213 事件や事故って、後始末の方が難しい

「それで……何でマネージャーが?」

 私の所属してる事務所は大きくない。小さな事務所ではないが……ギリギリ小さくないっていうか、ギリギリ中くらいにいるって言うか……そろそろヒット出せる声優がいないと会社の規模が小さくなるかも……とか言う噂が流れるくらいに大変そうな事務所だ。だからこそ浅野芽衣の奴を必死に売り出してる。そうして更にヒットは続けさせることが大事だからこそ、今必死に声優の卵を抱えてるのだ。
 今はアニメブームみたいなものだ。深夜アニメは毎クール数十本のアニメが放映されてる。だからこそチャンスは沢山ある……筈だ。何せアニメが増えれば増えるほどに声優の需要は増えるはずだからだ。でも……そう上手くいかないのが現実だ。私の担当マネージャーも仕事に忙殺されるほどに働いてるが、声の仕事をちゃんとやれてる声優なんて片手で数える位。最近は仕事の幅をもっと増やそうとしてるが……そういうパイプは一朝一夕では増えない。だから更に大変そうだよね。声優志望はいくらでも入ってくるのに、事務所に入ってくる社会人はそんなにいないのだ。それに入って来たとしても止めていく。
 声優志望だって仕事がなくて止めていく方が多い。でもどうやら夢を持つ若者は止まらないのだ。良い事だけど……良い事だけど、それでこのマネージャーは忙殺されてるはずだ。なのにここに来てくれた。まあマネージャーだから、担当の声優が負傷したとあったら駆けつけないわけないよね。

「それは……まあ端的にいうと君のスマホで先生が連絡をしてきたんだ。君の番号で男の声が聞こえたから最初は耳を疑ったよ」

 その情報居る? 確かに私の番号から掛かってきたのに、出たら男の声が聞こえたら普通に驚くだろう。でもそれって……私のスマホから男が掛けてきたからなのか……私のスマホで男が出たからなのか……いや、ネガティブな事は考えるの止めよう。頭痛いし。
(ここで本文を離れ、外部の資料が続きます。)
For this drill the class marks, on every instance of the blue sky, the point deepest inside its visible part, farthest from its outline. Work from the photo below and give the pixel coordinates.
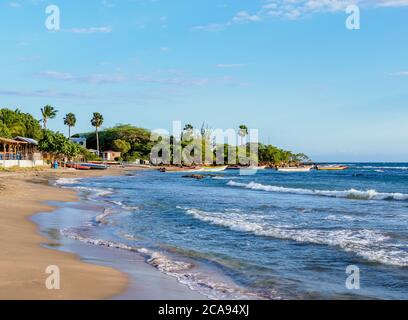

「先生が……直接病院には連絡しなかったんですね……」
「そうだな。だが、正しい判断だったと思う。おかげで色々と手を回せたしな」

 なるほど……確かにそういう考えも出来る。何せ先生も静川秋華も大物だ。きっとメディアでは先生のあのマンションを知ってる人達だっているだろう。張ってる人とかも居たかも知れない。先生が直接救急車を呼んだ場合、そこら辺色々とモロバレしたかも知れない。いや、モロバレというか状況だけできっとあること無いこと書かれる。それこそ先生と静川秋華の関係性がスキャンダルになる事は間違いないし、そこに私……と言う存在が居たと言う事がバレたら……それこそ痴情のもつれ……とか言われ兼ねなかった。

 私の外見の情報なんて無いから、一般人Aとか言われそうだけど……それでも女と言うことだけでも分かればマスコミは面白おかしく書くものだ。だってそれが仕事だし。

「スキャンダルには成ってないんですね……」
「今は……な」

 ナニその怖い言い方。まあでもこれ以上は私が情報漏洩を考えても仕方ない。もっと気になる事がある。

「静川さんの容体は?」
「頭の傷はそうでもないが……腕の方がな……片方折れてて、片方ヒビは入ってたそうだ」

 やっぱり……と思った。いやだってめっちゃ扉叩いてたもん。あんな細腕で……それこそどこにそんな力があったのって位の勢いだった。あれは折れてもおかしくない。まあけど、今は落ち着いてるらしい。いや、眠ってるだけらしいけどね。

「いいかしら?」
(誰?)

 なにやらお年を召した女性が扉をノックして入って来た。髪全体が白髪で皺だって顔には深く刻まれてる。けど……何だろう。覇気って奴を感じる。おばあさん? の見た目なのに、背筋はピシッと伸びてて、スーツを着こなしてるその姿はバリバリのキャリアウーマンだ。スーツ着てるし、お医者さん……ではないだろう。一体誰なのか私には分からない。けど向こうはじっとこちらを見てくる。
 ええ……何なの? 居心地が悪いよ。